The final step, to make sure that none of that glorious stuffing falls out of the karela, is to tie a thread around it before setting it on an oiled pan. Each time I attempt to make stuffed karela, I always fumble when I have to clip and tuck the end of the thread into something. Where and how should I hide its frayed end? What kind of a neat, little knot can I fashion under the pressure of an overheating pan such that what’s within doesn’t come spilling out?

*

Today, in my motherless world, especially when sleep eludes me, I take myself to the kitchen. And silently wait in the company of pots and pans and observe the workings of heat and time as I cook — how simply they seem to transform the nature of everything that was once living, once of this earth.

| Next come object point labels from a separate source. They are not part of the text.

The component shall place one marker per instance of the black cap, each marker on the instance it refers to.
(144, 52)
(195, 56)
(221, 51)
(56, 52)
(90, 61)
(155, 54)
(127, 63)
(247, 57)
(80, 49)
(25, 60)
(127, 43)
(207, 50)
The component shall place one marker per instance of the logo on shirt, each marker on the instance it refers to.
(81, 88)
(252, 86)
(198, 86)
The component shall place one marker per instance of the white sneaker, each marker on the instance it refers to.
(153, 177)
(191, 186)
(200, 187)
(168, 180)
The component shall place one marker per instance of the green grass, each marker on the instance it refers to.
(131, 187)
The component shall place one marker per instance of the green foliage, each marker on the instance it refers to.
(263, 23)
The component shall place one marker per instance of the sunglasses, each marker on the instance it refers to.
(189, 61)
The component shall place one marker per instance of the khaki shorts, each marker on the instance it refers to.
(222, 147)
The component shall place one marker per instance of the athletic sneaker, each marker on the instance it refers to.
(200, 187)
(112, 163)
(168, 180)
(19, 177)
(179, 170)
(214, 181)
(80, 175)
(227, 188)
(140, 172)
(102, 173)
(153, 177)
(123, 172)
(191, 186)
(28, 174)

If you weren’t a housewife, what would you have wanted to be, had they let you finish college, is a question I never gathered the sense or the courage to ever ask my mother. Regret is a leftover I cannot repurpose. No matter how much sun.

*

When the stuffed karela has cooked for about eight minutes or however long it takes to recount irreconcilable guilt, or to remember once again what a jackass you’ve been to your mother, consider it done. I uncoil the thread and bite into it straight up. But you could also wrap the karela in a roti, have it karela-frankie style as my mum called it, or eclipse a bit of the bitterness with a bowl of yogurt, plain and cold.